When trying to alleviate nasal congestion, it’s important to avoid the irritants and allergens that may be causing your stuffed-up nose. In addition, there are also several remedies that you can try.
Remedies for congestion
- Drinking plenty of water helps keep the mucus thin, which can relieve nasal congestion.
- Sleeping on your back instead of lying on the side to avoid making one or both nostrils congested. You can also add an extra pillow for more comfort.
- Using a humidifier to eliminate dry, irritating air and ease respiratory symptoms.
- Trying nasal saline sprays, which can reduce nasal symptoms and lower the likelihood of URTIs.
- Using a bulb syringe or neti pot to run a saline solution through your nasal passages to improve nasal symptoms. “It can clear out allergens and mucus by flushing the nose. To make sure you don’t have any bacteria or particles in the water which may cause an infection, use only sterile or distilled water,” says Anna Balabanova Shannahan, MD, assistant professor in the Department of Family Medicine at the Northwestern University Feinberg School of Medicine.
How should I sleep with a stuffy nose?
If you have a stuffy nose, you might have trouble sleeping. Additionally, you might notice that one nostril is more clogged than the other, this may be due to how you’re sleeping.
One cause may be your posture. “When going from sitting to lying down, there is an increase in pressure in the nose which can contribute to congestion. If you lay on one side, this can also happen and cause stuffiness in one nostril,” says Shannahan.

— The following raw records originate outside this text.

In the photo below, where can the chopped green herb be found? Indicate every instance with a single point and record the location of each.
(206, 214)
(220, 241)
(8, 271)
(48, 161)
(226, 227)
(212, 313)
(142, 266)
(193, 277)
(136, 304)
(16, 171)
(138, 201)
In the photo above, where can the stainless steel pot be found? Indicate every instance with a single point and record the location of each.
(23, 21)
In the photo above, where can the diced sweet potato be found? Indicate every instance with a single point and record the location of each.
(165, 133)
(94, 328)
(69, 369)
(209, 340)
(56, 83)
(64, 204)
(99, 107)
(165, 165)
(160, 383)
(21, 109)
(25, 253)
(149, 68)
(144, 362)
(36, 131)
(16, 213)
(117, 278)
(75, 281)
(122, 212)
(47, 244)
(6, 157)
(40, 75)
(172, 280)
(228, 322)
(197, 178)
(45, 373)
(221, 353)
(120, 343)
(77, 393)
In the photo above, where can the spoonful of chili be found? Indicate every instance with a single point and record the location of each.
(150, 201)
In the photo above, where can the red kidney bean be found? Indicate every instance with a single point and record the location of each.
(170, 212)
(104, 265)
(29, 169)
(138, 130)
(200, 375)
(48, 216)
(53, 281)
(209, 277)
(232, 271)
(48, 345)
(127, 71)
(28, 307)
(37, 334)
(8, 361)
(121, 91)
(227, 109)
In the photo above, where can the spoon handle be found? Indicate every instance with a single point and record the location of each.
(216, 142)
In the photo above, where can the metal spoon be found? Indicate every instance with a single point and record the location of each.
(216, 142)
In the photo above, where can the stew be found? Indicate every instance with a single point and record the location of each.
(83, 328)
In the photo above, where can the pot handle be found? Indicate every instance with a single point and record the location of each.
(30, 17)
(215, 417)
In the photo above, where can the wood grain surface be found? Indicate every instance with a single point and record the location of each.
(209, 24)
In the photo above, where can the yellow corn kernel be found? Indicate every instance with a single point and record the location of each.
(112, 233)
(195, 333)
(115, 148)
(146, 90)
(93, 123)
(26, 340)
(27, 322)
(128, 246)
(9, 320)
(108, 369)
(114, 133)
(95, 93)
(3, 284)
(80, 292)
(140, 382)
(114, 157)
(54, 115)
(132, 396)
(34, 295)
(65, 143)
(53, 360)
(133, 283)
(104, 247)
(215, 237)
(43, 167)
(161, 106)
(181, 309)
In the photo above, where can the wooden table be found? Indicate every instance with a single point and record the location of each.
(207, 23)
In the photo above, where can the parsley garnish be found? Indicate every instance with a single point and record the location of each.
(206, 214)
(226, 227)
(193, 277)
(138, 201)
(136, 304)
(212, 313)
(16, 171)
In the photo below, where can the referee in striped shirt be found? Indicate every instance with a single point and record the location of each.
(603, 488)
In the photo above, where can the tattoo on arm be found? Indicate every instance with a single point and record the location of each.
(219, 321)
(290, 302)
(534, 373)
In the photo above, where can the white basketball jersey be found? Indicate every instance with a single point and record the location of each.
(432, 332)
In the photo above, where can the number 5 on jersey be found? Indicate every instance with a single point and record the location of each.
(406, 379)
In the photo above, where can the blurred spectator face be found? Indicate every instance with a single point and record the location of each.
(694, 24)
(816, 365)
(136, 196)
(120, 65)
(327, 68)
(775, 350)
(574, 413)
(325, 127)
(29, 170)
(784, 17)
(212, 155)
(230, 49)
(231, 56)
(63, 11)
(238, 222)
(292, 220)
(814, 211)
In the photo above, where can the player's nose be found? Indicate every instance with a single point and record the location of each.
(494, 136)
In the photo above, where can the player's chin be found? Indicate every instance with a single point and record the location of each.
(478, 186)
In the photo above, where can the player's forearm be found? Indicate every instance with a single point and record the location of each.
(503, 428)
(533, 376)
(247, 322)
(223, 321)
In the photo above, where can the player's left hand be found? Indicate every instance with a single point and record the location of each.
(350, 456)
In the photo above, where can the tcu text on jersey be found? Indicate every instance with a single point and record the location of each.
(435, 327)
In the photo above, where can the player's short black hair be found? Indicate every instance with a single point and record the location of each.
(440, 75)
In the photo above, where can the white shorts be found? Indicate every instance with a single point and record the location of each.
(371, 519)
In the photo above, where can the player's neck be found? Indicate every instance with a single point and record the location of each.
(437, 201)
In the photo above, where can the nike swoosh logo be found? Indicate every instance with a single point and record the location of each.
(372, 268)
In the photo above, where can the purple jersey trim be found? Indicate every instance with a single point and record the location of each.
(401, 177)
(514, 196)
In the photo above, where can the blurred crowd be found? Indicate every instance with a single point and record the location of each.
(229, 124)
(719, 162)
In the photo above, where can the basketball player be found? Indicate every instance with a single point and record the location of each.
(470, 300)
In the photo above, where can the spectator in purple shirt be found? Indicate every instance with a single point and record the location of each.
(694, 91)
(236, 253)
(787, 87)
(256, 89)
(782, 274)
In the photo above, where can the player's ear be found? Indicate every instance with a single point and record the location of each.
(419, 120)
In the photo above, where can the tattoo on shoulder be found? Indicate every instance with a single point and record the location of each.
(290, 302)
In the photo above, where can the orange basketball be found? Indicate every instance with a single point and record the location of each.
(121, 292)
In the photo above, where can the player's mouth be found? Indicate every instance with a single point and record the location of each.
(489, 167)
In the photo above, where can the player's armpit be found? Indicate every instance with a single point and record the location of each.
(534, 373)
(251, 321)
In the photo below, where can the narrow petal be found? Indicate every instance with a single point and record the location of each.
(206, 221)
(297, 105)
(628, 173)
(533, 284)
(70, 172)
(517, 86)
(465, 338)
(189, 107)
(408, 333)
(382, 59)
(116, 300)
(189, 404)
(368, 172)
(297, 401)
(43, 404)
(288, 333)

“It’s actually very common to have one-sided nasal congestion, or congestion that alternates from one side of the nose to the other. It is not necessarily a sign of any underlying anatomical abnormality or health condition,” says Shannahah.
Upper respiratory tract infections, allergens, irritants, and hormonal changes are all causes of nasal congestion.
To relieve symptoms, drink plenty of water, use a humidifier, sleep on your back, or try nasal saline sprays or irrigation.
Having one-sided nasal congestion is common because of the nasal cycle, and it’s not necessarily a sign of a certain health condition.
Viral infections that cause nasal congestion usually last about 10 to 14 days and will go away on their own, but if it lasts longer than that or is accompanied by fever, it’s best to see a doctor, says Shannahan.